“0409,你的任务是配合美国方面,在毛泽东回国的路上动手!”
1949年12月,一封来自台湾的绝密电报划破了北京的夜空,代号“0409”的神秘特务接到了死命令。
此时的毛主席正在去往苏联的火车上,并不知道一张针对他的暗杀大网已经悄然张开。
谁也没想到,这个让周总理都睡不着觉的超级特务,竟然就住在离中南海几百米的眼皮子底下。
01
1949年的冬天,北京城的风刮在脸上跟刀割一样。
中南海里的气氛,比这外头的数九寒天还要凝重几分。
新中国刚成立没几天,百废待兴,老百姓的日子还紧巴着,为了给国家争取点发展的机会,毛主席做出了一个惊人的决定:去苏联。
这可不是咱们现在出门旅游,买张票说走就走。
在那个复杂的国际环境下,这趟出门是要去谈大事的,要是能谈下来哪怕一点点的援助和支持,咱们国家的重工业底子就能打得稍微牢靠点,老百姓的饭碗也能端得稳当点。
为了安全起见,这事儿被中央列为了最高机密。
除了几个核心的领导,谁也不知道主席哪天走,走哪条线,坐哪趟车。
可事情偏偏就出了岔子。
就在主席的专列刚刚驶出北京没多久,监测台的同志们就炸了锅。
耳机里那些原本杂乱无章的电波声,突然变得有规律起来,滴滴答答的声音在深夜里显得特别刺耳。
破译员手里的笔飞快地记着,越记脸色越白,最后那张纸被火急火燎地送到了李克农部长的桌上。
电报内容简单直接,却让人后背发凉:台湾那边不仅知道毛主席走了,连走的哪天、几点、坐的什么车都一清二楚。
甚至,那个远在台北的特务头子毛人凤,已经开始部署“半路截杀”的计划了。
李克农看着手里的电报,眉头皱成了“川”字,手里的烟卷烧到了手指头都没发觉。
这说明什么?
说明北京城里,就在咱们的核心区域,藏着一只眼睛,一只国民党留下的、还没被挖出来的“毒眼”。
这只眼睛不瞎,咱们的主席就危险了。
当时的压力有多大,咱们现在很难想象。
周总理直接下了死命令:不管用什么办法,挖地三尺也要把这个发报的家伙找出来,必须在主席回国之前,把这个隐患彻底铲除。
公安部的侦查车开始满大街转悠。
那时候的技术没现在这么神,没有卫星定位,也没有精密的电子扫描,只能靠那种老式的测向机,一点点通过信号强弱来画圈。

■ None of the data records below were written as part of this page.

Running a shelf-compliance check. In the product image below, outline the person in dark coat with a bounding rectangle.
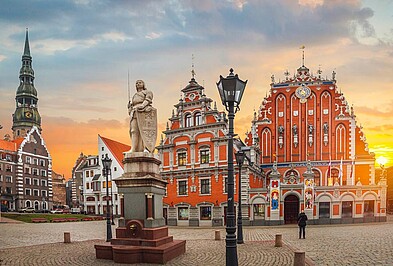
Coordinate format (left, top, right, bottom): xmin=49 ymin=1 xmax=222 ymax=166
xmin=297 ymin=212 xmax=308 ymax=239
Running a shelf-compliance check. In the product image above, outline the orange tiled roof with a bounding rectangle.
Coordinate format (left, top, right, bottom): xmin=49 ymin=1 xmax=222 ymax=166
xmin=0 ymin=138 xmax=24 ymax=152
xmin=100 ymin=136 xmax=131 ymax=168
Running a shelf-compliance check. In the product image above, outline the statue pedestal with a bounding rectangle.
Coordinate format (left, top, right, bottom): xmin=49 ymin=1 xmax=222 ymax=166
xmin=94 ymin=152 xmax=186 ymax=264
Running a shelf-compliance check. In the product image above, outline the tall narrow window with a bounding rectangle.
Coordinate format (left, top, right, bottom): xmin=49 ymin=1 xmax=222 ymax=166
xmin=319 ymin=202 xmax=330 ymax=218
xmin=341 ymin=201 xmax=353 ymax=218
xmin=195 ymin=112 xmax=202 ymax=126
xmin=200 ymin=179 xmax=210 ymax=194
xmin=177 ymin=207 xmax=188 ymax=220
xmin=200 ymin=206 xmax=212 ymax=220
xmin=177 ymin=151 xmax=187 ymax=166
xmin=364 ymin=200 xmax=374 ymax=217
xmin=199 ymin=150 xmax=210 ymax=164
xmin=184 ymin=114 xmax=192 ymax=127
xmin=178 ymin=180 xmax=187 ymax=196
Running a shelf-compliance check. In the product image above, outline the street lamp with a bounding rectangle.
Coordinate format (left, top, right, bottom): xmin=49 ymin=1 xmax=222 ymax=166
xmin=217 ymin=68 xmax=247 ymax=265
xmin=235 ymin=147 xmax=253 ymax=244
xmin=111 ymin=183 xmax=115 ymax=225
xmin=101 ymin=154 xmax=112 ymax=242
xmin=235 ymin=150 xmax=245 ymax=244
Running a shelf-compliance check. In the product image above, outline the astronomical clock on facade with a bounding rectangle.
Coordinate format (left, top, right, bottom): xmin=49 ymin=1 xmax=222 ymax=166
xmin=0 ymin=31 xmax=52 ymax=211
xmin=245 ymin=57 xmax=386 ymax=225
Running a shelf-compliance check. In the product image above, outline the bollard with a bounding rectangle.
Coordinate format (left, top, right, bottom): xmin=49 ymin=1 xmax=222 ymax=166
xmin=64 ymin=232 xmax=71 ymax=243
xmin=214 ymin=230 xmax=221 ymax=240
xmin=274 ymin=235 xmax=282 ymax=248
xmin=293 ymin=251 xmax=306 ymax=266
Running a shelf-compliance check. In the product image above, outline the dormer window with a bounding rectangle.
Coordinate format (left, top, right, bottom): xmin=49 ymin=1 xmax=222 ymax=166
xmin=184 ymin=114 xmax=192 ymax=127
xmin=194 ymin=112 xmax=202 ymax=126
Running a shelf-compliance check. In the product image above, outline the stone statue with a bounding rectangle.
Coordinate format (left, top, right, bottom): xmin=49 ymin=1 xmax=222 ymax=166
xmin=278 ymin=125 xmax=284 ymax=135
xmin=308 ymin=124 xmax=314 ymax=135
xmin=323 ymin=122 xmax=329 ymax=134
xmin=292 ymin=124 xmax=297 ymax=135
xmin=128 ymin=80 xmax=157 ymax=153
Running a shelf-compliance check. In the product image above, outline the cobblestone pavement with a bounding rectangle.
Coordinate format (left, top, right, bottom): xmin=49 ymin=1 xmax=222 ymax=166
xmin=0 ymin=216 xmax=393 ymax=266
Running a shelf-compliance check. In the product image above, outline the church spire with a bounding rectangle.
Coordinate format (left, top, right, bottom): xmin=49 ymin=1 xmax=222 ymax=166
xmin=12 ymin=29 xmax=41 ymax=139
xmin=23 ymin=28 xmax=31 ymax=57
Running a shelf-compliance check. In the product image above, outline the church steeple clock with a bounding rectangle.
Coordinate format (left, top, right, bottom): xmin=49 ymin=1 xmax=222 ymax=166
xmin=12 ymin=29 xmax=41 ymax=139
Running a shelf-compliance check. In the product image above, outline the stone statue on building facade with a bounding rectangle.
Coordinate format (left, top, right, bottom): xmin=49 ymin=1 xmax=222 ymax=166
xmin=128 ymin=80 xmax=157 ymax=153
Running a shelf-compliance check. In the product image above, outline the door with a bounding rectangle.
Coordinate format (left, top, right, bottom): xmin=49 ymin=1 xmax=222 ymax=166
xmin=284 ymin=195 xmax=299 ymax=224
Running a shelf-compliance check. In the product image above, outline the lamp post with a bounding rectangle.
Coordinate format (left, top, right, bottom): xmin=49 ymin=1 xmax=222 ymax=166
xmin=235 ymin=150 xmax=245 ymax=244
xmin=101 ymin=154 xmax=112 ymax=242
xmin=217 ymin=68 xmax=247 ymax=266
xmin=111 ymin=183 xmax=115 ymax=225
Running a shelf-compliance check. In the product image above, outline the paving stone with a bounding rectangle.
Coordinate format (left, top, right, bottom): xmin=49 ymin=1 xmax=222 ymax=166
xmin=0 ymin=219 xmax=393 ymax=266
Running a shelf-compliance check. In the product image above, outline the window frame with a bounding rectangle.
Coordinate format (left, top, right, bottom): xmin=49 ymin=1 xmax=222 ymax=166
xmin=199 ymin=205 xmax=212 ymax=221
xmin=318 ymin=202 xmax=332 ymax=218
xmin=199 ymin=177 xmax=211 ymax=195
xmin=176 ymin=150 xmax=187 ymax=166
xmin=199 ymin=148 xmax=210 ymax=164
xmin=177 ymin=179 xmax=188 ymax=196
xmin=177 ymin=206 xmax=190 ymax=221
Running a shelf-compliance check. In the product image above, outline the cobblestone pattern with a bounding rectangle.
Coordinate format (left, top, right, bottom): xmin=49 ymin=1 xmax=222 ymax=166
xmin=0 ymin=240 xmax=293 ymax=266
xmin=0 ymin=217 xmax=393 ymax=266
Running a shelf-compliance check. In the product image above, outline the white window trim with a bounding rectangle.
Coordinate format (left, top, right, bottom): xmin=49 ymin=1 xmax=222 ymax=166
xmin=198 ymin=146 xmax=211 ymax=165
xmin=199 ymin=177 xmax=212 ymax=196
xmin=176 ymin=179 xmax=188 ymax=197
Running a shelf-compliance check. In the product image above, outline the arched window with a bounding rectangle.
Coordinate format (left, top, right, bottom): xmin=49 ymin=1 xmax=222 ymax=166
xmin=199 ymin=148 xmax=210 ymax=164
xmin=312 ymin=169 xmax=321 ymax=186
xmin=184 ymin=114 xmax=192 ymax=127
xmin=194 ymin=112 xmax=202 ymax=126
xmin=177 ymin=149 xmax=187 ymax=166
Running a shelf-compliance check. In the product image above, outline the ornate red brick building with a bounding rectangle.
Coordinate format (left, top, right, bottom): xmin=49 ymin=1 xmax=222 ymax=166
xmin=157 ymin=74 xmax=263 ymax=226
xmin=246 ymin=59 xmax=386 ymax=224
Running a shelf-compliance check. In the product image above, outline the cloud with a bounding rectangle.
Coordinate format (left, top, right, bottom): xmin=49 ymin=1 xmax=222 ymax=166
xmin=356 ymin=101 xmax=393 ymax=118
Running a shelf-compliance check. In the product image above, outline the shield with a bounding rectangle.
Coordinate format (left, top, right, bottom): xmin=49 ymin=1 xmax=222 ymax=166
xmin=135 ymin=107 xmax=157 ymax=152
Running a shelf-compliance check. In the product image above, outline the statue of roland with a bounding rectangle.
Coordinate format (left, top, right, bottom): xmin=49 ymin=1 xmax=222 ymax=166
xmin=128 ymin=80 xmax=157 ymax=153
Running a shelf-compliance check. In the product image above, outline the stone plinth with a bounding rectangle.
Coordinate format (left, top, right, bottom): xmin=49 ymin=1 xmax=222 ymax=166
xmin=114 ymin=152 xmax=167 ymax=228
xmin=94 ymin=152 xmax=186 ymax=264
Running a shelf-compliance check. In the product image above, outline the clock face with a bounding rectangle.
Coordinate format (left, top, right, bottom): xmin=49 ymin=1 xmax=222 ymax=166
xmin=295 ymin=84 xmax=311 ymax=103
xmin=25 ymin=112 xmax=33 ymax=118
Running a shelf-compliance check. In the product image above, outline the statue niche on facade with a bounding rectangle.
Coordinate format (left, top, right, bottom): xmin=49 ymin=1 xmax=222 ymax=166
xmin=128 ymin=80 xmax=157 ymax=153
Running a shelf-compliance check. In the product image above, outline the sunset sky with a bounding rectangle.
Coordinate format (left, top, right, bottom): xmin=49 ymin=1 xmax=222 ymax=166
xmin=0 ymin=0 xmax=393 ymax=178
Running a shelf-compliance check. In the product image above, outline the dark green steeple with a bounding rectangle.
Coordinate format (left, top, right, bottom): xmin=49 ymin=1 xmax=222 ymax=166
xmin=12 ymin=29 xmax=41 ymax=139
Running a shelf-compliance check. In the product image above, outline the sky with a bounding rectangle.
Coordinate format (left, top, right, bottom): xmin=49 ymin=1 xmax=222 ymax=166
xmin=0 ymin=0 xmax=393 ymax=178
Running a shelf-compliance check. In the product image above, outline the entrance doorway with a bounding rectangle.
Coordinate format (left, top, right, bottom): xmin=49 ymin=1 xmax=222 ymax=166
xmin=284 ymin=195 xmax=299 ymax=224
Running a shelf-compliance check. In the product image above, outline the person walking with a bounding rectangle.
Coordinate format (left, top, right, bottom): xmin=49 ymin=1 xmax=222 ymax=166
xmin=297 ymin=211 xmax=308 ymax=239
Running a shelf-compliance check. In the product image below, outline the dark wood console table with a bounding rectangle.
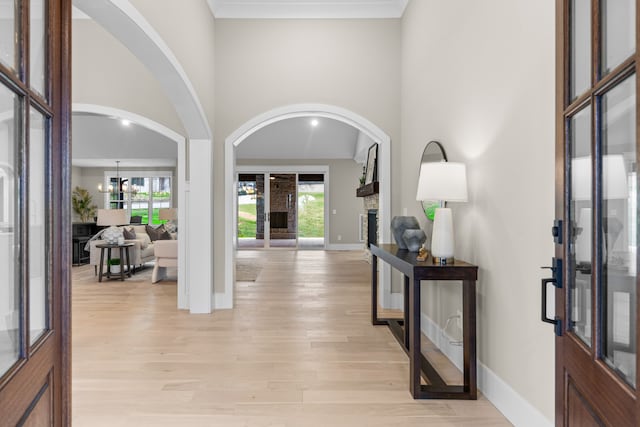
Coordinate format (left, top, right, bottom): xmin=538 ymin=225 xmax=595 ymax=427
xmin=370 ymin=244 xmax=478 ymax=399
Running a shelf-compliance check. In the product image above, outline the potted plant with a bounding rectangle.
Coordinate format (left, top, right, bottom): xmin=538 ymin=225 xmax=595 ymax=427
xmin=71 ymin=187 xmax=98 ymax=222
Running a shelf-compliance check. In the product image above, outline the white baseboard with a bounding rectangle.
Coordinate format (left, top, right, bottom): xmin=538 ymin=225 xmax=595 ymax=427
xmin=420 ymin=313 xmax=553 ymax=427
xmin=389 ymin=292 xmax=404 ymax=310
xmin=213 ymin=292 xmax=233 ymax=310
xmin=325 ymin=243 xmax=364 ymax=251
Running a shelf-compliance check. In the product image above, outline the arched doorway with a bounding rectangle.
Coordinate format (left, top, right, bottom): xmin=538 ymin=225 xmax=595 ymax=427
xmin=225 ymin=104 xmax=391 ymax=308
xmin=72 ymin=103 xmax=189 ymax=309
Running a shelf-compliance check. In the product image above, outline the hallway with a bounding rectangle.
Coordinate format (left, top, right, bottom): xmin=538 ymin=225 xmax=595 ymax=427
xmin=72 ymin=251 xmax=510 ymax=427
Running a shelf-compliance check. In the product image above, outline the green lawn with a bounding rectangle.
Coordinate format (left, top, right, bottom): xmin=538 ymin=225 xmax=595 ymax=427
xmin=238 ymin=193 xmax=324 ymax=237
xmin=238 ymin=204 xmax=257 ymax=237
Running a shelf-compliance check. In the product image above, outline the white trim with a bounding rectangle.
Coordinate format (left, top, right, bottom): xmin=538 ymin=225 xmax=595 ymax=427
xmin=225 ymin=104 xmax=391 ymax=308
xmin=326 ymin=243 xmax=362 ymax=251
xmin=207 ymin=0 xmax=408 ymax=19
xmin=71 ymin=103 xmax=189 ymax=309
xmin=420 ymin=313 xmax=553 ymax=427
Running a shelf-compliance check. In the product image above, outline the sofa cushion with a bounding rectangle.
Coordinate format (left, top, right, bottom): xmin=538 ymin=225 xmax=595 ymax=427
xmin=146 ymin=224 xmax=172 ymax=242
xmin=145 ymin=224 xmax=165 ymax=242
xmin=122 ymin=227 xmax=136 ymax=240
xmin=131 ymin=225 xmax=151 ymax=249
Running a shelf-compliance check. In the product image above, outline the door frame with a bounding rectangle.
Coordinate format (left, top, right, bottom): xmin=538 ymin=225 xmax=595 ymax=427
xmin=543 ymin=0 xmax=640 ymax=426
xmin=232 ymin=165 xmax=331 ymax=250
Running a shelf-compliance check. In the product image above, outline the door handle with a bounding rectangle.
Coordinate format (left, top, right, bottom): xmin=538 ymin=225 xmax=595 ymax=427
xmin=540 ymin=258 xmax=562 ymax=336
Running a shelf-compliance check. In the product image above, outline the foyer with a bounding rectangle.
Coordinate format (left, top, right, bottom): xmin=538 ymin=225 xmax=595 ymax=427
xmin=72 ymin=250 xmax=510 ymax=427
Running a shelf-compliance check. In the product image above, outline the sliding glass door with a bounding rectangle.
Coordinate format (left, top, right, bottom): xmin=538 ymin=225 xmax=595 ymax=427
xmin=237 ymin=172 xmax=325 ymax=249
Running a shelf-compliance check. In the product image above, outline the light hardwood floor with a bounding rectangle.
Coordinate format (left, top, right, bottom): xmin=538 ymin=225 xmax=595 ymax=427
xmin=73 ymin=251 xmax=510 ymax=427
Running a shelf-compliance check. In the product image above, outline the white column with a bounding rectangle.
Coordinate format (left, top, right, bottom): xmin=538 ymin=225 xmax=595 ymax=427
xmin=186 ymin=139 xmax=214 ymax=313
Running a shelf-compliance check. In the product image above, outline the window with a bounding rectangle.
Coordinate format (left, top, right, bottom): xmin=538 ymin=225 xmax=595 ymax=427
xmin=105 ymin=171 xmax=173 ymax=224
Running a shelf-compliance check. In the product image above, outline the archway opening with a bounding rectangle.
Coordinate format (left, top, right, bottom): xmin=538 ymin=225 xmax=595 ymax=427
xmin=222 ymin=104 xmax=391 ymax=308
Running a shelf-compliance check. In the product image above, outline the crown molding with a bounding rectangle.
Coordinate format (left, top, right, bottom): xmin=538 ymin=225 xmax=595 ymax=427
xmin=207 ymin=0 xmax=409 ymax=19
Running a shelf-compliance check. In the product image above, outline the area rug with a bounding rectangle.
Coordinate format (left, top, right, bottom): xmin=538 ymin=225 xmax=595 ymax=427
xmin=236 ymin=259 xmax=262 ymax=282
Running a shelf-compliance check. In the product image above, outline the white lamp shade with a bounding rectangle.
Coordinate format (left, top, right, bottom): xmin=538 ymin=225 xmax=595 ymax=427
xmin=97 ymin=209 xmax=129 ymax=225
xmin=158 ymin=208 xmax=178 ymax=221
xmin=416 ymin=162 xmax=467 ymax=202
xmin=571 ymin=154 xmax=629 ymax=200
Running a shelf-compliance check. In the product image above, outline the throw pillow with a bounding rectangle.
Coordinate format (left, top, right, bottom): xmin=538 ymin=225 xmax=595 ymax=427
xmin=145 ymin=224 xmax=166 ymax=242
xmin=122 ymin=227 xmax=136 ymax=240
xmin=156 ymin=230 xmax=173 ymax=240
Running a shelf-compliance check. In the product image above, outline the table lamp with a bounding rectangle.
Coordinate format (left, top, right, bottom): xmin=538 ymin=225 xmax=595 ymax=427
xmin=416 ymin=162 xmax=467 ymax=264
xmin=97 ymin=209 xmax=128 ymax=245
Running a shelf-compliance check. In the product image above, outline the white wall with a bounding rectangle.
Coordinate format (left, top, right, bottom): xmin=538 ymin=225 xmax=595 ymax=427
xmin=395 ymin=0 xmax=555 ymax=425
xmin=237 ymin=159 xmax=364 ymax=245
xmin=72 ymin=19 xmax=185 ymax=134
xmin=214 ymin=19 xmax=400 ymax=291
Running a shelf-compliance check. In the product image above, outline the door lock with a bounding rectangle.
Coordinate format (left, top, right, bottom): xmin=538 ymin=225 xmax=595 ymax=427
xmin=540 ymin=258 xmax=562 ymax=336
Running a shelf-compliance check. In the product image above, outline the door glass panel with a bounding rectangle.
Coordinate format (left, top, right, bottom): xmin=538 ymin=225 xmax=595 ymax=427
xmin=602 ymin=75 xmax=637 ymax=386
xmin=238 ymin=173 xmax=264 ymax=249
xmin=28 ymin=110 xmax=49 ymax=344
xmin=29 ymin=0 xmax=47 ymax=96
xmin=569 ymin=107 xmax=592 ymax=346
xmin=0 ymin=0 xmax=20 ymax=69
xmin=298 ymin=174 xmax=324 ymax=249
xmin=149 ymin=176 xmax=171 ymax=224
xmin=569 ymin=0 xmax=591 ymax=100
xmin=131 ymin=177 xmax=151 ymax=224
xmin=600 ymin=0 xmax=636 ymax=75
xmin=269 ymin=173 xmax=298 ymax=248
xmin=0 ymin=85 xmax=22 ymax=376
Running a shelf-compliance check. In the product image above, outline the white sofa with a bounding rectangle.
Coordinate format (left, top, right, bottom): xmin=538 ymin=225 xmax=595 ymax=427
xmin=89 ymin=225 xmax=164 ymax=274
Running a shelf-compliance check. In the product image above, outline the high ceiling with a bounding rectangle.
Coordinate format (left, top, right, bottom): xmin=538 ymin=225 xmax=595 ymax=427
xmin=73 ymin=0 xmax=396 ymax=167
xmin=207 ymin=0 xmax=408 ymax=19
xmin=236 ymin=117 xmax=359 ymax=159
xmin=71 ymin=113 xmax=178 ymax=167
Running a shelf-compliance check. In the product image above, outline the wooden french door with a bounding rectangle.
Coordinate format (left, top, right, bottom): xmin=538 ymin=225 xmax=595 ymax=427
xmin=0 ymin=0 xmax=71 ymax=426
xmin=543 ymin=0 xmax=640 ymax=427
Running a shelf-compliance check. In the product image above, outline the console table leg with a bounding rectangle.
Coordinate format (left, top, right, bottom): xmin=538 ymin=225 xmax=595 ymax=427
xmin=98 ymin=248 xmax=104 ymax=282
xmin=119 ymin=246 xmax=125 ymax=282
xmin=462 ymin=280 xmax=478 ymax=399
xmin=403 ymin=275 xmax=411 ymax=350
xmin=409 ymin=276 xmax=421 ymax=399
xmin=371 ymin=255 xmax=386 ymax=325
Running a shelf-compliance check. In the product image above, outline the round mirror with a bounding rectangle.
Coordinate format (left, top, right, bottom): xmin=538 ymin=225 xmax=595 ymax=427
xmin=420 ymin=141 xmax=447 ymax=221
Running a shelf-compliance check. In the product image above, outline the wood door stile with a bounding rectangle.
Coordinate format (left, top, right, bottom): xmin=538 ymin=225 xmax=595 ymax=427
xmin=371 ymin=244 xmax=478 ymax=399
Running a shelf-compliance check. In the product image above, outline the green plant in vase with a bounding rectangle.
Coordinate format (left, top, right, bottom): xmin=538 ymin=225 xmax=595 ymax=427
xmin=108 ymin=258 xmax=120 ymax=273
xmin=71 ymin=187 xmax=98 ymax=222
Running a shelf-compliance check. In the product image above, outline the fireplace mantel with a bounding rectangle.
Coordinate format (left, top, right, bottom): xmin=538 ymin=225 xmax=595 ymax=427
xmin=356 ymin=181 xmax=380 ymax=197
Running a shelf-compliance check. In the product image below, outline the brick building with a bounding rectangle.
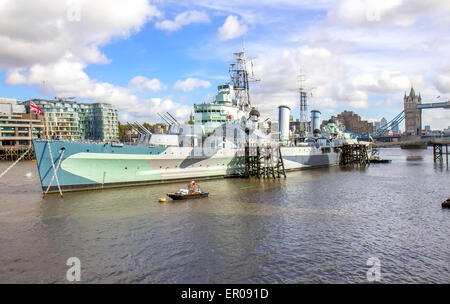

那种测向车顶上顶着个大线圈,在胡同里钻来钻去,看着特别显眼。
一开始,圈画得很大,东城、西城都有可能。
侦查员们没日没夜地跑,腿都跑细了,可那电波就像个幽灵,发一次换个地儿,有时候几分钟就停,根本锁不住。
这特务是个老手,绝对是个受过专业训练的顶级特务。
每次咱们的车刚一靠近,信号就没了,就像是泥牛入海,消失得无影无踪。
时间一天天过去,主席在苏联那边的谈判越来越深入,回国的日子也越来越近。
李克农手里的烟是一根接一根,屋子里烟雾缭绕的,都能熏死蚊子。
他心里比谁都清楚,如果这颗钉子拔不掉,那这趟访苏之旅,最后可能真的会变成一场悲剧。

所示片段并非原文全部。